7AM: Break-first, reef second
The reef awaits but if you’re going to snorkel for hours, you better have the right fuel in your body first!
Banging coffee, great vegetarian options and no judgement if you order ice cream with your waffles – what more could you want?
9AM: When size does and doesn’t matter
Maori wrasse, potato cod and giant clams are the big creatures that will be high on your list coming into day five. You may have seen them already, but people aren’t lying when they say, “trust me, they’re bigger in the north.”
But the smaller guys shouldn’t be far from the top of your mind either. The Patron and General Manager of Lady Elliot Island Eco Resort, Peter Gash, lists seeing a baby clownfish as his most memorable encounter with the Great 8.
This coming from a man who’s swam with more turtles and manta rays than most – so why did the little guy top his list?
If you’re on Silversonic, Quicksilver’s go-to tour for people who want to spend as much time under the water as possible you’ll visit three dive sites on Agincourt Reef, which change daily depending on conditions but all have similar marine life.
At our first dive site, the Point, we saw what I thought was a GIANT giant clam – cool, right? My dive buddy shook her head and did a baby cradling movement, which mind you, I had no idea at the time what she was doing, but just nodded politely.
That was until we rounded a bommie to see four proper GIANT giant clams. I’m talking big-enough-to-fit-a-human-body-into big.
Then we met the local maori wrasse who had a glint in his eye that said, “if I were a person I’d hold a great conversation about politics and which single-malt whiskey is the best”. There’s something about them that screams sophistication and intelligence.
They really do make them bigger in the north.
When you board the boat in the morning and you hear the crew say, “we’re going to Nursey bommie” find the nearest staff member and lock it in as one of your dive sites for the day (if you’re an introductory diver you get to dive at two of the three sites), you will not regret it!
At its deepest edge, the roughly-four-metres-in-circumference coral formation drops to 24 metres, resembling an ancient Roman concrete pillar, yet swarming with marine life.
Barracudas hover around the deepest parts, spaghetti worms stick out from all angles and drummer, several types of surgeonfish, unicornfish and pairs of foxface rabbitfish dart in and out of the corals at a pace reminiscent of Christmas Eve shoppers.
And then there’s the anemone’s – those brilliantly coloured stinging polyps that only one fish has figured out how to live with.
That’s when I saw him.

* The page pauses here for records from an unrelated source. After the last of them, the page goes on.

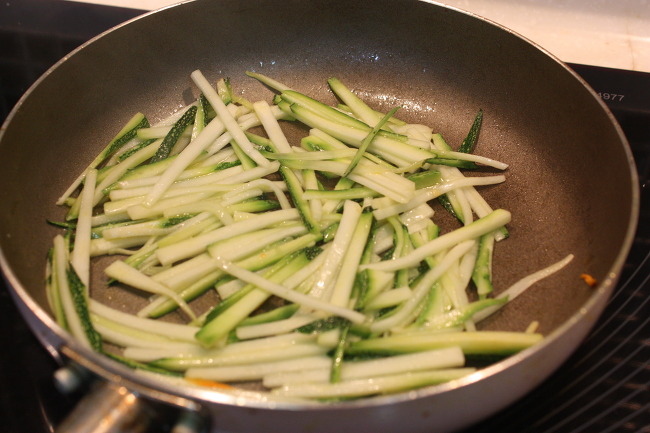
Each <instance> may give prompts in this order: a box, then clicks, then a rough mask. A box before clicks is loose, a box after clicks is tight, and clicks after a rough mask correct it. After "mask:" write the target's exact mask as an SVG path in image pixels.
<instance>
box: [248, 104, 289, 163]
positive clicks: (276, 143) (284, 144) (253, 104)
mask: <svg viewBox="0 0 650 433" xmlns="http://www.w3.org/2000/svg"><path fill="white" fill-rule="evenodd" d="M253 109H254V110H255V114H257V117H258V118H259V119H260V122H261V123H262V126H263V127H264V130H265V131H266V134H267V135H268V136H269V139H270V140H271V141H272V142H273V144H274V145H275V146H276V147H277V148H278V150H279V151H280V152H291V145H290V144H289V141H288V140H287V137H286V136H285V135H284V132H283V131H282V128H281V127H280V124H279V123H278V120H277V119H276V118H275V116H274V115H273V113H272V112H271V107H270V106H269V104H268V103H267V102H266V101H264V100H261V101H257V102H254V103H253Z"/></svg>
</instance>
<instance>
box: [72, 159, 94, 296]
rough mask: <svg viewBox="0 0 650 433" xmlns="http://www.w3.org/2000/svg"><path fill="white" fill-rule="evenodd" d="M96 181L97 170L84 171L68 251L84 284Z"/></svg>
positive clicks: (87, 288)
mask: <svg viewBox="0 0 650 433" xmlns="http://www.w3.org/2000/svg"><path fill="white" fill-rule="evenodd" d="M96 182H97V170H95V169H94V168H91V169H89V170H88V171H87V172H86V177H85V181H84V187H83V190H82V191H81V196H80V198H79V199H80V200H81V204H80V207H79V216H78V217H77V229H76V232H75V238H74V247H73V249H72V253H70V263H71V264H72V267H73V268H74V270H75V272H77V275H78V276H79V279H80V280H81V282H82V283H83V284H84V286H86V291H88V284H89V281H90V240H91V236H90V230H91V225H92V221H91V218H92V214H93V207H94V205H93V197H94V195H95V183H96Z"/></svg>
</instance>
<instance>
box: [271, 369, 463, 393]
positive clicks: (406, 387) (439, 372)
mask: <svg viewBox="0 0 650 433" xmlns="http://www.w3.org/2000/svg"><path fill="white" fill-rule="evenodd" d="M475 371H476V369H474V368H453V369H444V370H432V371H418V372H414V373H405V374H396V375H390V376H382V377H373V378H367V379H353V380H347V381H341V382H338V383H302V384H295V385H286V386H283V387H281V388H277V389H274V390H272V391H271V392H272V394H274V395H278V396H279V395H281V396H285V397H305V398H326V397H334V398H336V397H339V398H340V397H362V396H368V395H374V394H388V393H394V392H399V391H406V390H409V389H413V388H421V387H424V386H428V385H435V384H438V383H443V382H449V381H451V380H455V379H460V378H461V377H464V376H467V375H469V374H471V373H473V372H475Z"/></svg>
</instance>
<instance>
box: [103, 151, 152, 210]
mask: <svg viewBox="0 0 650 433" xmlns="http://www.w3.org/2000/svg"><path fill="white" fill-rule="evenodd" d="M161 144H162V139H161V140H157V141H155V142H153V143H151V144H150V145H149V146H147V147H145V148H142V149H140V150H138V151H137V152H136V153H134V154H133V155H131V156H129V157H128V158H126V159H125V160H124V161H121V162H120V163H119V164H116V165H114V166H113V167H111V168H110V169H109V171H108V173H107V174H106V176H105V177H104V179H103V180H102V181H101V182H99V185H97V187H96V188H95V199H94V204H97V203H99V202H100V200H101V199H102V197H103V196H104V189H106V188H108V187H109V186H111V185H112V184H113V183H115V182H117V181H118V180H120V178H121V177H122V176H124V175H125V174H126V173H127V172H128V171H129V170H130V169H132V168H134V167H137V166H138V165H140V164H142V163H143V162H145V161H146V160H148V159H149V158H151V157H152V156H154V155H155V154H156V152H157V151H158V148H159V147H160V145H161Z"/></svg>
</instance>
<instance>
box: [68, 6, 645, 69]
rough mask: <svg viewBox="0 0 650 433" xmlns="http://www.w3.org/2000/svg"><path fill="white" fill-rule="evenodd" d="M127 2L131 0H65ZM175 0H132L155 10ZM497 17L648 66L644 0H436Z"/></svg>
mask: <svg viewBox="0 0 650 433" xmlns="http://www.w3.org/2000/svg"><path fill="white" fill-rule="evenodd" d="M70 1H84V2H87V3H97V4H105V5H112V6H122V7H130V8H133V7H134V6H133V4H134V2H133V0H70ZM176 3H178V0H138V1H137V5H138V6H137V7H138V9H143V10H155V9H158V8H161V7H164V6H168V5H172V4H176ZM440 3H444V4H447V5H449V6H453V7H456V8H458V9H463V10H466V11H469V12H472V13H475V14H477V15H479V16H482V17H484V18H487V19H489V20H492V21H494V22H497V23H499V24H501V25H503V26H505V27H508V28H510V29H511V30H513V31H515V32H517V33H519V34H520V35H522V36H524V37H526V38H528V39H530V40H531V41H533V42H535V43H537V44H538V45H540V46H541V47H542V48H544V49H546V50H547V51H549V52H550V53H551V54H553V55H555V56H556V57H558V58H559V59H561V60H563V61H565V62H571V63H582V64H586V65H595V66H606V67H610V68H619V69H629V70H635V71H642V72H650V0H442V1H440Z"/></svg>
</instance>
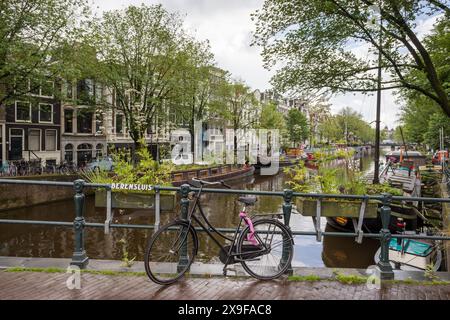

No longer than 2cm long sticking close to his very protective mother. I felt all the emotions. A happy warmth filled me as I stayed fixated on the baby clownfish. In that moment I understood why this was Peter’s favourite Great 8 moment – this little guy captured me in ways I can barely describe. Size really doesn’t matter when it comes to the Great 8.
PM: Tell the marine life tale far and wide
You, my friend, have done it. You came, you saw and you conquered the Great 8. Queue the Instagram spam.
In the words of Peter Gash, “It’s a test to find them all, you have to work really hard but the sense of achievement of seeing them is extremely rewarding – you’ve just joined an exclusive club”.
And exclusive is the perfect way to put it. The Great 8 is unique because you can’t see such a wide variety of marine life anywhere else on the planet besides in Queensland waters.
If you missed out by one or two, don’t fret, it’s an excuse to come back and search one of these locations. Where will you go next in search of the Great 8?